Снова смотрит на меня, воздев брови, будто спрашивает: «Ну что, довольны?»
— То есть цепочки не было?
Задержав на мне взгляд на какое-то время, детектив снова опускает его к бумагам.
— Нет. Никакой цепочки. Только сережка.
Резко выдохнув, я запускаю пальцы себе в волосы. Томас снова внимательно на меня смотрит, ожидая, когда я что-нибудь скажу, что-нибудь сделаю. Откинувшись на спинку стула, я так и поступаю.
— Сережка — часть комплекта. Когда Обри похитили, на ней должна была быть цепочка с таким же кулоном. Она их на всех фото вместе носит. На плакате «РАЗЫСКИВАЕТСЯ», на школьных фотографиях, в «Фейсбуке»… Если на ней были сережки, то был и кулон.
Томас закрывает папку:
— Откуда вы знаете?
— Проверила, — говорю я. — Нужно было убедиться, прежде чем идти к вам.
— Хорошо. И отчего вы решили, что это важно?
— Потому что у Лэйси тоже было украшение. Помните?
— Верно, — говорит он. — Вы упоминали про браслет.
— Браслет из бусин с металлическим крестиком. Я видела его у нее на запястье у себя в кабинете. Она прикрывала им шрам. Но когда этим утром я смотрела на ее тело… браслета не было.
В комнате повисает неловкая тишина. Детектив Томас продолжает меня разглядывать, и я не уверена — он сейчас размышляет над сказанным мной или же беспокоится, все ли со мной в порядке. Я начинаю говорить быстрее.
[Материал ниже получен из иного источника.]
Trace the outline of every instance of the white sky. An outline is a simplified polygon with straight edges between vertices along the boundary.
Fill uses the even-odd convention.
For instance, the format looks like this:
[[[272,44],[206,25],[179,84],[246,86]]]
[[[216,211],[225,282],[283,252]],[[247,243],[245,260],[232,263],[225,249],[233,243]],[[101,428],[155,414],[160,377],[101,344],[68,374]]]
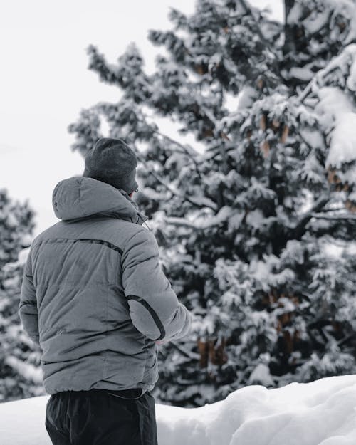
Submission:
[[[271,5],[281,19],[281,0]],[[88,69],[90,43],[114,62],[135,41],[151,70],[157,48],[149,28],[168,29],[169,6],[194,11],[193,0],[11,0],[0,3],[0,188],[36,212],[33,235],[56,222],[52,191],[81,174],[84,160],[70,145],[68,124],[81,108],[117,101],[120,90]],[[165,127],[174,134],[174,128]],[[192,139],[187,140],[194,143]]]

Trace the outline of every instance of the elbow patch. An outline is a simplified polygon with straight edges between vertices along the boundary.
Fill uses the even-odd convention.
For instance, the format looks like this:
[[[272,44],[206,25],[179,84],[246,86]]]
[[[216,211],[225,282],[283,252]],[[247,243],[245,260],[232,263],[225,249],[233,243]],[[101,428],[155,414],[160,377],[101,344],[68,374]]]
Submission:
[[[166,335],[164,328],[155,309],[153,309],[153,308],[145,300],[137,295],[127,295],[127,300],[135,300],[137,303],[141,303],[148,310],[153,319],[153,321],[155,322],[155,326],[159,330],[159,337],[156,340],[162,340],[162,338],[164,338],[164,335]]]

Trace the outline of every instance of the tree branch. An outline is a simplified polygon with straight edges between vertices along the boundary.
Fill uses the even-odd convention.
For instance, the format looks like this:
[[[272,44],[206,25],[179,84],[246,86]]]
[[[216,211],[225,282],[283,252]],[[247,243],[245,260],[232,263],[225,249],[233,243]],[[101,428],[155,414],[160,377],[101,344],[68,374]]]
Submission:
[[[202,181],[203,178],[201,177],[201,174],[200,173],[200,171],[199,169],[199,165],[198,163],[197,162],[197,160],[194,159],[194,157],[192,155],[191,153],[189,153],[189,150],[187,149],[186,147],[184,147],[182,144],[181,144],[180,142],[174,140],[174,139],[172,139],[172,137],[170,137],[169,136],[167,136],[167,135],[163,135],[162,133],[161,133],[160,132],[157,131],[157,130],[153,130],[154,133],[156,133],[157,135],[159,135],[160,136],[162,136],[162,137],[164,137],[165,139],[167,139],[167,140],[169,140],[169,142],[172,142],[173,144],[176,144],[176,145],[178,145],[179,147],[180,147],[181,148],[182,148],[184,150],[184,153],[186,153],[186,155],[187,155],[190,159],[193,161],[194,165],[195,165],[195,169],[197,171],[197,173],[198,174],[198,176],[199,177],[200,179]]]

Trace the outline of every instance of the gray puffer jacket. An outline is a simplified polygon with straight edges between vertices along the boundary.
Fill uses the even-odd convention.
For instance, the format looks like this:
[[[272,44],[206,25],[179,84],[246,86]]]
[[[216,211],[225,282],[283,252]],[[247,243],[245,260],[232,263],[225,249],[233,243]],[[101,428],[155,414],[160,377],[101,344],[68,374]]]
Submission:
[[[19,308],[42,350],[46,391],[152,390],[155,340],[187,335],[192,317],[147,216],[124,190],[81,176],[57,184],[53,205],[62,221],[33,239]]]

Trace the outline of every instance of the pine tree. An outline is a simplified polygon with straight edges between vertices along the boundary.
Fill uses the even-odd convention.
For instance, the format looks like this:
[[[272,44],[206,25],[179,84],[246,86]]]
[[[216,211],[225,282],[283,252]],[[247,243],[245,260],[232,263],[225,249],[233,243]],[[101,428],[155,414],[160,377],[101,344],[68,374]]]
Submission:
[[[19,315],[34,212],[0,189],[0,402],[46,394],[40,348],[23,331]]]
[[[137,201],[195,315],[191,338],[159,349],[165,403],[356,371],[356,5],[286,0],[286,15],[246,0],[172,9],[172,29],[149,33],[165,49],[151,75],[134,43],[115,64],[88,47],[89,68],[121,98],[82,110],[72,149],[109,136],[136,150]]]

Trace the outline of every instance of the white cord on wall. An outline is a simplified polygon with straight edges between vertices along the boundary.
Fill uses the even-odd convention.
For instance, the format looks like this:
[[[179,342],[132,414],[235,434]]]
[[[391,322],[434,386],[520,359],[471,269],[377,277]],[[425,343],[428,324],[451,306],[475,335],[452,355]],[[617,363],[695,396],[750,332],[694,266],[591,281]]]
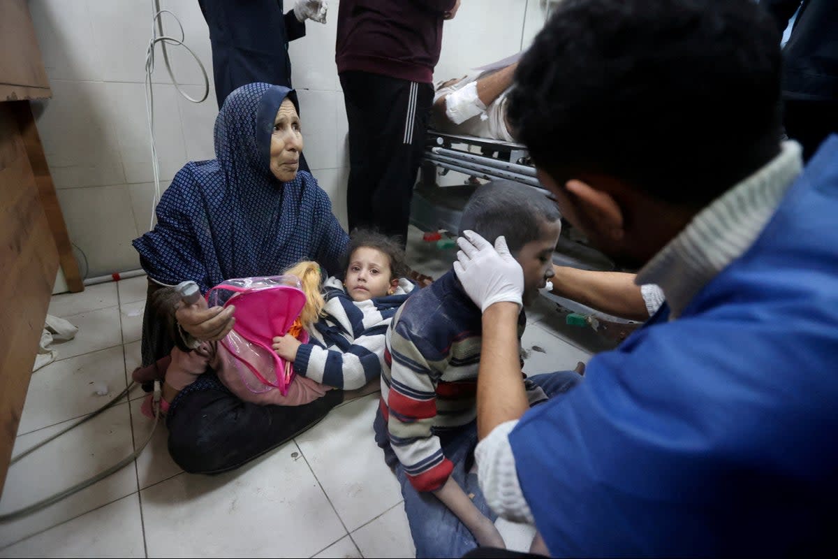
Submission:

— Думаю, убийца забирает украшения жертв на память. И делает это потому, что так делал мой отец. Ричард Дэвис, если знаете такого. В Бро-Бридже.
Я наблюдаю за его реакцией по мере того, как складывается головоломка. Реакция всегда одинаковая — всякий раз, когда кто-нибудь осознает, кто я такая: сначала все лицо заметно расслабляется, но потом челюсть твердеет, словно человеку приходится сдерживать себя, чтобы немедленно на меня не кинуться. Наши фамилии, наши черты лица. Мне с детства говорили, что нос у меня отцовский, крупный, чуть крючковатый — и я из всех своих черт именно эту больше всего не переношу: не из заботы о внешности, а оттого, что каждый взгляд в зеркало мне напоминает, чья у меня ДНК.
— Вы — Хлоя Дэвис, — произносит Томас. — Дочь Дика Дэвиса.
— К несчастью, да.
— Знаете, а я ведь про вас в газете читал. — Он показывает на меня пальцем, чуть шевеля им по мере того, как вспоминает. — Только… как-то не сообразил.
— Да, была статья несколько лет назад. Рада, что она успела позабыться.
— И вы полагаете, что нынешние убийства как-то связаны с преступлениями вашего отца?
Томас все еще смотрит на меня с сомнением, будто я — витающий в воздухе призрак; не может поверить, что я настоящая.
— Сперва я так не думала, — говорю я. — Но в следующем месяце двадцатилетняя годовщина, а я недавно обнаружила, что отец одной из тогдашних жертв живет здесь, в Батон-Руже. Берт Родс. И он… склонен к насилию. У него были неприятности с полицией. Он пытался задушить собственную жену…
— По-вашему, он — подражатель? — перебивает меня детектив. — По-вашему, отец жертвы мог сделаться подражателем?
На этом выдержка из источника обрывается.